Bunu basite indirgemek veya “tercüme” etmek gerekirse,”terör olayının faili “benim milletimden veya dinimden” ise, O terörist değildir, anlamı çıkarılabiliyor maalesef. Hatta bu terörisitlerin veya terörizimin, hep kutsal bir dava uğruna yürütülen haklı mücadele olarak da yutturulmaya çalışılmaktadır. Oysa, terör faili başka bir milletten veya dinden oluyorsa, O zaman hiç tereddütsüz teröristtir ve hele bu fail(ler) İslam kökenliyseler, “İslam teröristi” veya “İslam terörizmi” nitelemesi veya etiketi yapıştırılmaktadır. Bunu anladık da, peki ya bir terör olayının faili veya failleri Müslüman değilse, yukardaki mantığa göre, Hıristiyan teröristi veya terörizmi denmesi gerekmez mi? Elbetteki terör olaylarına veya faillerine ne pahasına olursa olsun, böyle etiketlemeler yapılmasından yana değilim. Ama aynı şeyi bu faillerin İslam mensubu oldukları olaylarda da böyle etiketlemeler yapılmasını bir Müslüman olarak beklemem benim hakkımdır. Yani, terörün ve faillerinin ne dini ne de imanı vardır. Hele faili Müslüman olan bir teröristin eylemini, İslam dinine mal edilmesi absürttür. Ne var ki bu, Batı aleminin umrunda bile değil. Yani çok basit: Terörist, teröristtir. Teröristin İslamcısı  Hristiyancısı yoktur. Çünkü hangi din olursa olsun, suçsuz insanları katletmeye izin vermediği gibi, lanetlemektedir, günah saymaktadır. Batılılar, bunu idrak edemiyor mu diyorsunuz ? 

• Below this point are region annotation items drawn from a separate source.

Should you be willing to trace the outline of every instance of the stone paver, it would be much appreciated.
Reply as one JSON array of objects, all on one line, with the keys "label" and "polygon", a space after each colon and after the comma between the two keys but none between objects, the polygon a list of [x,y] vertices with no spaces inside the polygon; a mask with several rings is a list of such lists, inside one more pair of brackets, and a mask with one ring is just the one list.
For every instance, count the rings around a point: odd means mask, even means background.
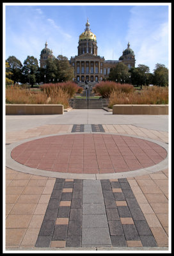
[{"label": "stone paver", "polygon": [[[84,124],[84,132],[97,132],[99,126],[94,127],[96,131],[92,131],[91,125]],[[110,134],[113,133],[145,138],[143,141],[141,140],[142,144],[138,144],[139,147],[138,152],[134,150],[133,142],[136,140],[132,137],[127,137],[126,141],[123,141],[128,143],[129,149],[139,163],[141,161],[143,168],[145,166],[143,164],[152,163],[150,159],[154,164],[161,159],[159,157],[165,157],[160,147],[156,147],[150,141],[146,143],[145,139],[168,142],[166,132],[126,124],[104,124],[102,128],[107,138],[104,140],[105,143],[108,143],[106,149],[110,160],[120,156],[115,156],[118,151],[112,148],[112,141],[109,139],[112,135]],[[54,124],[10,132],[7,134],[6,143],[38,136],[69,133],[72,129],[73,125]],[[84,136],[84,132],[79,131],[82,136]],[[91,143],[91,148],[87,150],[86,148],[83,164],[90,166],[88,168],[88,172],[90,172],[89,170],[91,168],[95,170],[94,162],[97,159],[99,164],[101,163],[101,170],[107,173],[107,170],[108,172],[111,169],[107,156],[100,143],[100,136],[96,136],[95,142],[97,143],[95,144],[90,140],[91,134],[90,135],[86,136],[85,143],[88,146]],[[70,144],[70,140],[68,140]],[[77,140],[75,142],[74,149],[78,152],[81,145]],[[120,147],[121,156],[127,164],[129,163],[129,170],[134,168],[132,166],[137,168],[134,156],[130,156],[130,151],[124,148],[124,143],[121,144],[122,142],[119,144],[119,141],[116,145]],[[144,142],[146,142],[147,150],[144,148],[143,151],[147,157],[143,159],[140,146],[145,147]],[[62,150],[68,150],[68,143],[64,146],[65,148]],[[99,158],[93,158],[93,146],[96,152],[98,150],[100,152]],[[149,147],[151,148],[148,148]],[[28,153],[31,154],[29,150],[33,150],[33,148],[29,149]],[[44,152],[44,147],[40,147],[40,150]],[[114,156],[111,154],[111,151]],[[48,171],[51,169],[49,159],[51,161],[51,158],[55,157],[54,150],[51,150],[50,153],[47,156],[47,161],[43,161],[43,166],[47,167]],[[62,168],[62,164],[67,162],[67,157],[63,151],[61,153],[61,163],[59,163]],[[33,156],[31,166],[35,166],[42,154],[31,156]],[[81,163],[81,156],[77,156],[74,159],[72,158],[69,162],[72,164],[70,167],[72,172],[75,169],[77,172],[78,166],[75,164]],[[114,166],[114,160],[111,163]],[[95,180],[56,179],[24,173],[6,168],[6,177],[7,250],[14,248],[17,250],[35,248],[51,250],[72,248],[75,250],[86,247],[89,249],[99,248],[98,250],[104,247],[109,250],[111,246],[113,249],[122,247],[124,250],[129,248],[141,250],[139,248],[143,247],[148,250],[150,248],[153,250],[166,248],[167,250],[169,245],[168,169],[145,175]]]}]

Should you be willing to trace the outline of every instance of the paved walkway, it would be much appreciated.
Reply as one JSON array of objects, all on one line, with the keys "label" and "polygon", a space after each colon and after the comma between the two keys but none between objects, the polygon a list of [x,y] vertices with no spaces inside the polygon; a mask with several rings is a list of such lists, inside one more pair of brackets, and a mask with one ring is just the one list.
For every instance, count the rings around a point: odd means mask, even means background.
[{"label": "paved walkway", "polygon": [[6,116],[6,250],[168,250],[168,116],[106,114]]}]

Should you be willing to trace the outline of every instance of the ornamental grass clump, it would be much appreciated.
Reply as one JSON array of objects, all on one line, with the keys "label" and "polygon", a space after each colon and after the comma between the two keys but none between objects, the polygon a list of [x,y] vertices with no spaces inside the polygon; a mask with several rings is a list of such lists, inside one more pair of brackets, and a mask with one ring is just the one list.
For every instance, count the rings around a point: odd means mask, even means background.
[{"label": "ornamental grass clump", "polygon": [[69,94],[59,87],[56,91],[56,93],[50,97],[49,104],[62,104],[64,108],[67,108],[69,106],[68,99]]},{"label": "ornamental grass clump", "polygon": [[101,81],[93,88],[94,93],[99,94],[103,98],[109,98],[113,92],[130,93],[134,90],[134,88],[132,84],[121,84],[113,81]]},{"label": "ornamental grass clump", "polygon": [[7,104],[45,104],[47,97],[41,92],[37,93],[19,86],[9,86],[6,89],[6,103]]},{"label": "ornamental grass clump", "polygon": [[112,92],[108,107],[116,104],[168,104],[168,88],[167,87],[146,86],[141,91],[125,93]]},{"label": "ornamental grass clump", "polygon": [[[48,91],[47,91],[47,93]],[[48,97],[45,91],[32,92],[19,86],[9,86],[6,89],[6,104],[62,104],[64,108],[69,106],[69,94],[59,87]]]},{"label": "ornamental grass clump", "polygon": [[68,81],[63,83],[57,83],[55,84],[49,83],[45,84],[40,86],[40,90],[47,94],[47,97],[52,97],[54,94],[56,93],[59,88],[61,88],[63,92],[67,92],[69,98],[72,97],[75,94],[79,89],[77,84],[74,82]]}]

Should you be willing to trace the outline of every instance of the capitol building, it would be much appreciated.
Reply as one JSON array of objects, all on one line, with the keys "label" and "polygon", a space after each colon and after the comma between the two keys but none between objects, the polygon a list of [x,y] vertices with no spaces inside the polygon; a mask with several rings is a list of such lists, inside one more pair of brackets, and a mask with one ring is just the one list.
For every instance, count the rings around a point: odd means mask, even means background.
[{"label": "capitol building", "polygon": [[[104,57],[99,56],[96,35],[91,32],[88,20],[84,31],[79,36],[78,44],[77,55],[72,56],[69,61],[74,68],[74,80],[79,84],[84,81],[95,84],[104,80],[108,77],[110,69],[121,61],[129,68],[135,67],[135,54],[130,48],[129,42],[118,60],[106,60]],[[46,61],[49,58],[55,58],[52,51],[47,48],[47,42],[45,46],[40,54],[41,68],[46,67]]]}]

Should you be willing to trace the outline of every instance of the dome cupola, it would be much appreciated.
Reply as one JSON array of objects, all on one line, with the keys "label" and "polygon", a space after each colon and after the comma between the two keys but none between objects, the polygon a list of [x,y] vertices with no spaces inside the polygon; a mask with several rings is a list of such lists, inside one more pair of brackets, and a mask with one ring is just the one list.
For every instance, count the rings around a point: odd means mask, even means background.
[{"label": "dome cupola", "polygon": [[87,22],[86,23],[86,29],[79,36],[79,41],[84,40],[90,40],[96,41],[96,35],[94,35],[90,29],[90,22],[88,19],[87,19]]},{"label": "dome cupola", "polygon": [[134,56],[135,56],[134,51],[130,48],[129,42],[127,44],[127,48],[123,51],[123,55],[127,55],[127,54],[131,54]]},{"label": "dome cupola", "polygon": [[47,48],[47,45],[48,45],[48,44],[47,44],[47,42],[46,42],[45,44],[45,48],[43,49],[41,51],[41,54],[45,54],[45,53],[46,53],[46,54],[50,54],[50,55],[52,55],[52,51],[51,51],[49,48]]}]

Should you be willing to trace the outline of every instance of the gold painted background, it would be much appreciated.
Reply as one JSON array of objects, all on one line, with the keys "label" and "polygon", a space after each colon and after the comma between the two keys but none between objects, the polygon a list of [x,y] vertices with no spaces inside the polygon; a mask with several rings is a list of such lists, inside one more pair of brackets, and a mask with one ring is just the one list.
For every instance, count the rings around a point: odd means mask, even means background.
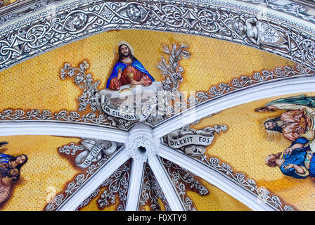
[{"label": "gold painted background", "polygon": [[278,56],[255,49],[205,37],[151,31],[122,30],[97,34],[30,59],[0,72],[0,110],[47,109],[76,110],[82,90],[73,79],[63,81],[59,70],[65,63],[77,66],[86,60],[87,72],[98,89],[105,88],[115,63],[114,47],[122,40],[134,49],[135,56],[157,81],[162,76],[157,68],[163,45],[189,46],[191,57],[181,65],[185,70],[183,91],[207,91],[210,86],[229,82],[234,77],[252,75],[262,70],[295,65]]},{"label": "gold painted background", "polygon": [[51,136],[1,136],[8,144],[0,153],[16,156],[27,155],[20,170],[20,179],[13,187],[11,198],[0,209],[5,211],[43,210],[46,198],[53,188],[63,192],[67,182],[82,172],[58,153],[58,147],[77,143],[80,139]]},{"label": "gold painted background", "polygon": [[[135,56],[157,81],[162,79],[157,65],[162,56],[167,57],[162,52],[163,45],[169,46],[173,43],[188,45],[191,57],[180,62],[185,70],[184,81],[180,90],[187,91],[207,91],[211,86],[229,82],[233,78],[242,75],[250,76],[263,70],[272,70],[277,67],[295,65],[286,59],[255,49],[205,37],[150,31],[108,32],[68,44],[1,72],[0,111],[8,108],[46,109],[52,112],[76,110],[78,108],[76,98],[81,95],[82,90],[75,85],[72,79],[61,80],[60,69],[65,63],[75,67],[83,60],[87,60],[90,64],[87,72],[92,74],[94,81],[101,81],[99,89],[104,89],[115,63],[114,47],[122,40],[133,46]],[[263,103],[264,101],[257,101],[252,104],[260,106]],[[240,107],[243,110],[249,106]],[[234,108],[224,111],[198,125],[210,125],[221,121],[221,123],[229,127],[226,133],[216,139],[215,143],[208,149],[209,153],[230,163],[236,170],[248,174],[261,186],[268,186],[269,190],[281,194],[284,198],[288,197],[288,199],[295,200],[290,195],[293,193],[290,185],[296,182],[283,179],[278,172],[269,172],[269,168],[261,165],[262,155],[268,152],[266,149],[279,149],[278,143],[266,141],[262,137],[263,134],[258,132],[262,131],[257,128],[259,127],[256,124],[256,119],[259,120],[266,114],[254,113],[252,106],[248,110],[239,109]],[[248,127],[240,125],[243,120]],[[249,128],[257,130],[257,132],[251,133]],[[240,131],[245,135],[250,135],[252,142],[249,142],[246,136],[240,138],[237,132]],[[61,191],[67,181],[73,178],[78,171],[72,167],[65,158],[58,155],[56,149],[71,141],[78,141],[78,139],[51,136],[2,139],[10,143],[6,153],[13,155],[25,153],[30,158],[22,169],[22,179],[26,182],[20,184],[15,188],[13,198],[2,210],[42,210],[46,205],[47,186],[56,186],[58,192]],[[266,153],[261,150],[262,147]],[[259,154],[257,155],[257,152]],[[207,198],[189,193],[195,201],[198,210],[248,210],[221,191],[212,186],[209,188],[213,191],[210,190],[210,195]],[[302,195],[301,192],[299,193]],[[298,200],[300,201],[301,198]],[[307,199],[307,197],[304,198],[304,200]],[[302,201],[300,202],[297,205],[302,205]],[[92,203],[93,201],[85,210],[95,210],[92,205],[96,206],[96,204]],[[315,209],[313,205],[307,204],[312,203],[305,203],[304,208]]]}]

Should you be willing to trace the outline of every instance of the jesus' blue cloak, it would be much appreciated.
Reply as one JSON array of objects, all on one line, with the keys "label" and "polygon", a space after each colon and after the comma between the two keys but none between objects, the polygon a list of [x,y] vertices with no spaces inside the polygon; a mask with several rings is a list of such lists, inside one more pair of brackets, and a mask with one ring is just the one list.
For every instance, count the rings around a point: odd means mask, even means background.
[{"label": "jesus' blue cloak", "polygon": [[[118,70],[119,69],[122,69],[122,72],[124,71],[124,70],[127,68],[128,65],[126,63],[124,63],[122,62],[117,62],[115,65],[114,68],[112,69],[112,74],[110,75],[110,78],[107,81],[106,84],[106,89],[109,88],[110,84],[110,80],[112,78],[118,77]],[[147,75],[150,79],[154,82],[154,78],[149,74],[149,72],[146,70],[146,68],[142,65],[142,64],[138,61],[138,60],[134,60],[131,63],[131,66],[139,70],[140,72],[142,72],[143,73]]]}]

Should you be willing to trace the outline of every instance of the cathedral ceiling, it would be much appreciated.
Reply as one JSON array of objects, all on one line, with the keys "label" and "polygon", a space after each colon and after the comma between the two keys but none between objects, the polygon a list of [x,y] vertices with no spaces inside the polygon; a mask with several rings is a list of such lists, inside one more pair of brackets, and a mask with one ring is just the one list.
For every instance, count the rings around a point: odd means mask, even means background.
[{"label": "cathedral ceiling", "polygon": [[315,210],[314,1],[0,4],[1,210]]}]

Ancak ne yazık ki, Yeni Zelanda’daki trör saldırısı olayından da görülebileceği gibi, dünya bu olayda da, kendi riyakarlığını ispatlayarak, bir kez daha bu konuda bölündü. Bu terörist saldırının, özellikle Batı dünyasının (dürüst istisnalar dışında) kesin olarak kınanması yerine, bu saldırıya gerçek adıyla hitap etme cesareti ve kararlılığı göstermedi ne yazık. ABD Başkanı Trump’tan tutun, Hıristiyanların Ruhani Lideri Papa’ya kadar bir çoğu bu eylemi kınamalarına rağmen, kasıtlı olarak "terörizm" terimini kullanmaktan kaçındıklarına, bu konuda “cilve” yaptıklarına tanığız. Bu gözü dönmüş yobaz Hıristiyanın işlediği terör olayını, terör olayı olarak niteleyecek yerde, "katliam", "cinayet" veya sadece "kanlı saldırı" terimlerinin kullanıldığı dikkat çekmektedir. Bu terör saldırının kınanmasına gelince, iki yüzlü dünya politikacıları, Tıpkı “Şarli Ebdo” olayındaki gibi bir dünya başkentinde toplanarak, hep kol kola beraber, bir protesto yürüyüşü yapmaya cesaret gösteremediler. 

Ne yazık ki, Makedonya’da da, buna benzer bir durum hakim. Bazı, tabiri caiz ise, “cılız” tepkiler dışında, bu eylemi bir terör olayı olarak niteleyen olmadı. Kınama konusunda da pek fazla gönüllü oldukları söylenemez. Ama her defasında dediğim gibi herşeyden önce, iğneyi kendimize, çuvaldızı başkasına batırmamız gerekir. Makedonya’da bunca Türk, Müslüman parti, STK ve nihayet Makedonya İslam Birliğinden bu konuda şiddetli bir kınama veya “maazallah” protesto yürüyüşü organize edilemez miydi? Medya organlarına çıkıp bu olay lanetlenemez miydi? Camilerimizde gıyabi cenaze törenleri düzenlenemez miydi? soruları aklımıza takılmaktadır.